- Born: 11 December 1945 (age 79) São Paulo, Brazil
- Occupation: Actor
- Years active: 1967–present
- Children: Talita Castro [pt]

= Ewerton de Castro =

Ewerton de Castro (born 11 December 1945) is a Brazilian actor, screenwriter, producer, and director. He is the father of actress Talita Castro. He retired from the arts in 2011 and moved to the United States.

== Career ==
Castro began his career in theatre and participated in more than 25 films, along with various theatrical pieces, as an actor and director, and in telenovelas. He has received an award for best supporting actor for his role as Mário in the 1973 film Anjo Loiro, at the 1973 Festival de Santos. In 2006, he interpreted Martim Afonso de Sousa in Encenação da vila de São Vicente, which took place at Biquinha beach in São Vicente, São Paulo.

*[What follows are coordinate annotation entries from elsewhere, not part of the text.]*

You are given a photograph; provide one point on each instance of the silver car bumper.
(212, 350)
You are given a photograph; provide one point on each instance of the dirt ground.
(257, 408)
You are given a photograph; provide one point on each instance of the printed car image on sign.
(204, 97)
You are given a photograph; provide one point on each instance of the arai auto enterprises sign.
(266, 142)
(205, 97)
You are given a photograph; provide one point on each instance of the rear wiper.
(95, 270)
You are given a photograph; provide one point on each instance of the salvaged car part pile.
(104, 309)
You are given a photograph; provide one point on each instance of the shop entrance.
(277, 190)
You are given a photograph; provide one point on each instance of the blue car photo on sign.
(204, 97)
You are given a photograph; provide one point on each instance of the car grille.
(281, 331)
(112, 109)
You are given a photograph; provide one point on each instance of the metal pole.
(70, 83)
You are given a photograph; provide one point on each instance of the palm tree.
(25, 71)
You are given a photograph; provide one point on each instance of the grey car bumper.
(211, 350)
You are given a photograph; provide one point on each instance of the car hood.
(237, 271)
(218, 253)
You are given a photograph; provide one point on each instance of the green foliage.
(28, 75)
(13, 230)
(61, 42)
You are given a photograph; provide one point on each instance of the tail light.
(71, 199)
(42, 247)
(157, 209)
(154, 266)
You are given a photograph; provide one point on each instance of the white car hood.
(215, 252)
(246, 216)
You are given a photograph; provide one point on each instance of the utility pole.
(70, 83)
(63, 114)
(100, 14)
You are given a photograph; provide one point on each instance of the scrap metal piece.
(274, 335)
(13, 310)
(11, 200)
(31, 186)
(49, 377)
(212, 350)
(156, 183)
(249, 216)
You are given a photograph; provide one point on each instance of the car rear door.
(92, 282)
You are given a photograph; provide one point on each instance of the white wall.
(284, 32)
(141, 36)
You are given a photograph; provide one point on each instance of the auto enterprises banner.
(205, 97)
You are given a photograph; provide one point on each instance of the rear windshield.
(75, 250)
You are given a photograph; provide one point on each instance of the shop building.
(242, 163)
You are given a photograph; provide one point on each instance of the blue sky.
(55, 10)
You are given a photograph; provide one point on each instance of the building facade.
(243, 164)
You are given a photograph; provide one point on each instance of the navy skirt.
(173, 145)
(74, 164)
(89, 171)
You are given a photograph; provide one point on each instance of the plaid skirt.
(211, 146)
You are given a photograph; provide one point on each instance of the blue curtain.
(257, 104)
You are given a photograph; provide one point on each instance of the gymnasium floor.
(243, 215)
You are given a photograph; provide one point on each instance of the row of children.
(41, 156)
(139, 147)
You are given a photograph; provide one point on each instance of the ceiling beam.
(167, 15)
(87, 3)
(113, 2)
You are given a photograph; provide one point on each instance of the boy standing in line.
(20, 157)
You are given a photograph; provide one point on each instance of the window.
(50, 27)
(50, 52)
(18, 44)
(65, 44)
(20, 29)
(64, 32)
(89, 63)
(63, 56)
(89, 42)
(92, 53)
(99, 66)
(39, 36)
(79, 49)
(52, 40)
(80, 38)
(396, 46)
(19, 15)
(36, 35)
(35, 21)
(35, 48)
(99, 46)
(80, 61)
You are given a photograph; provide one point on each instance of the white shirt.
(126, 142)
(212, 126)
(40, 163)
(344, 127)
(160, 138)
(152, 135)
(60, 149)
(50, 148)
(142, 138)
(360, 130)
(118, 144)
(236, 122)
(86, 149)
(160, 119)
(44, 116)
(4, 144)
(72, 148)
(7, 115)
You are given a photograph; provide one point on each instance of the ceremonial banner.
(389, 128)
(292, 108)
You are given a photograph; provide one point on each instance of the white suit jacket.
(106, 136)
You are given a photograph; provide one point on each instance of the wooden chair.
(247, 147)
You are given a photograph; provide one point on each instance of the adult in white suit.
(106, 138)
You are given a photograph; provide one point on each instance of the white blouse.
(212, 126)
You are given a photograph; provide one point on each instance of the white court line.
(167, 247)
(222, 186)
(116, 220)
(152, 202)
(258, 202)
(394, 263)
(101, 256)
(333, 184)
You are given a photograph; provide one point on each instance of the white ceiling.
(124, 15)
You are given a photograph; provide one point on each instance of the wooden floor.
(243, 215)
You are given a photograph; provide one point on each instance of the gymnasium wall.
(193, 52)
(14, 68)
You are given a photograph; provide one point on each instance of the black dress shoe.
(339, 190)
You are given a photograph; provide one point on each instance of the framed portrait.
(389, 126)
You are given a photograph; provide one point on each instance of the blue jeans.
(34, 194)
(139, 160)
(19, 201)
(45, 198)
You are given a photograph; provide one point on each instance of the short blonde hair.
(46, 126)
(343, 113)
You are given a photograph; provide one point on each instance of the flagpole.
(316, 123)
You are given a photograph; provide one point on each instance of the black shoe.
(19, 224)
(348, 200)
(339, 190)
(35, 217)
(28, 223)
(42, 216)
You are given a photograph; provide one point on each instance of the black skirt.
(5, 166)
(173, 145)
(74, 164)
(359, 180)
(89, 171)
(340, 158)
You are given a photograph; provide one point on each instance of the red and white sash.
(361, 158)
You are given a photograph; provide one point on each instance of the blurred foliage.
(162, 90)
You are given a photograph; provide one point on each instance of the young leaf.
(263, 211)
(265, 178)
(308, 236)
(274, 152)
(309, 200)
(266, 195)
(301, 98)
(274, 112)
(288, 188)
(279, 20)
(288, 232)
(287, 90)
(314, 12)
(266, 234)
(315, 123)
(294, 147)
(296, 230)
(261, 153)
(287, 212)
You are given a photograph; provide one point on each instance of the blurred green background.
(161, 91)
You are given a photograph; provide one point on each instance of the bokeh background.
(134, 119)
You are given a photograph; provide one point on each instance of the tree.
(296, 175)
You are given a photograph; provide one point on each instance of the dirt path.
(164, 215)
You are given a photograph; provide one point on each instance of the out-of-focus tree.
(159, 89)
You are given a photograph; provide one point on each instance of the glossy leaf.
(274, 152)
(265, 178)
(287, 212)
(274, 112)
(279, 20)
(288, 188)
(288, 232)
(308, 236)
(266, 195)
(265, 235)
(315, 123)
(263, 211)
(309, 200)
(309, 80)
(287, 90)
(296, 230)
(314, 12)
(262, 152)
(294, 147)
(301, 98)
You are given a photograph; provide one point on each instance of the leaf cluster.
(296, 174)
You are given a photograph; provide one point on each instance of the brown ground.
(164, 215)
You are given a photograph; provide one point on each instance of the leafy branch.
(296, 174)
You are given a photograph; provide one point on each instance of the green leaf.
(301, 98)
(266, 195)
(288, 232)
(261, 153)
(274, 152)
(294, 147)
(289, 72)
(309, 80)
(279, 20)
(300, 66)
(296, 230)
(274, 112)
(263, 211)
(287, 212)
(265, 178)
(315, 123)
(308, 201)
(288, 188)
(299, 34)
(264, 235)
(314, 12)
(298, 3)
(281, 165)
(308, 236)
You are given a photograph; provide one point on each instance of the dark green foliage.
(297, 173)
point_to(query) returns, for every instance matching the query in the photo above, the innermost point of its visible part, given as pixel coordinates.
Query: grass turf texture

In 2011, after appearing in the miniseries A História de Ester, Castro announced that he would be retiring. In 2014, despite his announcement, he would go on to star in the theatre piece O Amor Move o Sol e Outras Estrelas, which made its debut in Cordeirópolis as a way to incentivize theatre performances in the interior of São Paulo state.

== Filmography ==

=== Television ===

| Year | Title | Role |
| 1967–69 | Sítio do Picapau Amarelo | Visconde de Sabugosa |
| 1972 | A Revolta dos Anjos | Raul |
| 1973 | Vidas Marcadas |  |
| 1975 | A Viagem | Alexandre Veloso |
| Ovelha Negra | Bentinho |
| 1976 | O Julgamento | Zé Maria |
| Xeque Mate | Carlinhos |
| 1977 | Éramos Seis | Julio Lemos Filho (Julinho) |
| 1979 | Malu Mulher | Beto |
| 1983 | Eu Prometo | Roque |
| 1985 | Roque Santeiro | Gerson do Vale |
| 1987 | O Outro | Vidigal |
| 1988 | Vida Nova | Mohamed |
| 1989 | Colônia Cecília | José Gariga |
| Kananga do Japão | Saraiva |
| 1990 | Pantanal | Quim |
| Escrava Anastácia | Padre |
| Riacho Doce | Silveira |
| Araponga | Jansen |
| 1992 | As Noivas de Copacabana | Bacelar |
| De Corpo e Alma | Antônio Guedes |
| 1993 | Fera Ferida | Genival Gusmão |
| 1995 | Sangue do Meu Sangue | Lourenço |
| 1997 | Os Ossos do Barão | Luis Eulálio |
| 2001 | Os Maias | Manuel Vilaça |
| 2004 | A Escrava Isaura | Belchior |
| 2005 | Essas Mulheres | Ministro Heródoto Duarte |
| 2006 | Prova de Amor | Ele mesmo |
| Bicho do Mato | Túlio Nogueira Souza |
| 2008 | Chamas da Vida | Brito Pimenta |
| 2010 | A História de Ester | Mordecai |

=== Film ===

| Year | Title | Role |
| 1968 | O Jeca e a Freira | Cláudio |
| O Quarto |  |
| 1970 | As Gatinhas | Bancário |
| As Armas |  |
| 1971 | Paixão na Praia | Jairo |
| 1973 | Anjo Loiro | Mário |
| O Último Êxtase | Jorge |
| A Noite do Desejo | Pedro |
| As Delícias da Vida | Adolfo |
| O Último Êxtase | Amigo de Marcelo |
| 1974 | As Delícias da Vida | Adolfo |
| O Poderoso Machão | Horácio |
| 1975 | Cada um Dá o que Tem | Agostinho |
| 1976 | À Flor da Pele | Toninho |
| A Noite das Fêmeas | André |
| 1977 | Ninfas Diabólicas |  |
| 1978 | Adultério por Amor | Gustavo |
| Na Violência do Sexo | Bené |
| O Estripador de Mulheres | Estripador |
| 1980 | Os Rapazes da Difícil Vida Fácil | João |
| 1981 | Sexo, Sua Única Arma | Tiago |
| A Noite das Depravadas | Caçador de Cachorros |
| 1982 | Alguém | Pascal |
| 1983 | O Médium |  |
| 1984 | Patriamada |  |
| 1987 | Rádio Pirata | Carlos |
| 1989 | Kuarup | Lauro |
| 1990 | Uma Escola Atrapalhada | Anselmo |
| 1995 | Nelson | Homem |
| 1998 | Caminho dos Sonhos | Padre Atanásio |
| 2003 | Maria, Mãe do Filho de Deus | Joaquim |
| O Príncipe | Marino Esteves |
| 2011 | Laços Violados | Flávio Albuquerque |

== Theatre ==

- 1971: Peer Gynt, which he performed with Stênio Garcia, Jonas Bloch, Ariclê Perez, Ricardo Blat, and Roberto Frota.